Ethics and compliance jobs have not been around for long; they only started to emerge when in the mid 1990's, the US government and regulators (especially financial services) started to voice their concern on the need to have a function that is responsible for ethical and compliance matters within an organization as an internal control. As a means to encourage institutions to establish ethics and compliance functions, the US government and regulators intimated that organizations that had a fully function ethics and compliance unit would be treated more leniently when it came to the examination of white-collar offenses.

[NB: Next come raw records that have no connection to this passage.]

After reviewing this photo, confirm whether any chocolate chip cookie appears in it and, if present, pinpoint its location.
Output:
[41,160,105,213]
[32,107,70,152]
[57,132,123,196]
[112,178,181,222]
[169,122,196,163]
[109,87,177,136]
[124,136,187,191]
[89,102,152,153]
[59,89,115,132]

Since then, jobs in compliance and ethics have evolved and are now considered part and parcel or organizational structure. Today, compliance and ethics officers are tasked with ensuring that both individual staff and the organization as a whole are kept aware of the compliance and ethical implications of what they do. This means that the compliance and ethics officer is expected to be at the cutting edge as far as changes in legislation is concerned while providing leadership in interpretation and implementation of the amendments to policy and procedure necessitated by any change to the law and regulatory framework.
The basic educational requirements for jobs in Ethics and compliance jobs is an undergraduate degree in a business related field or law. However, possession of an advance degree such as an MBA will place one at an advantage when competing for the position. There are nowadays MBA programs that have a strong focus on ethics thus making sure the content is structured in line with the specific demands of the ethics and compliance officer job description.
Note though that experience can also play an important part in giving one a head start as far as getting compliance and ethics job is concerned. After all, hands-on experience is invaluable and is sometimes considered just as weighty as an advanced management degree. One key characteristic of this role is the continuous learning one must be ready to be engaged in through self-study, conferences, workshops and seminars in order keep abreast of changes in the law.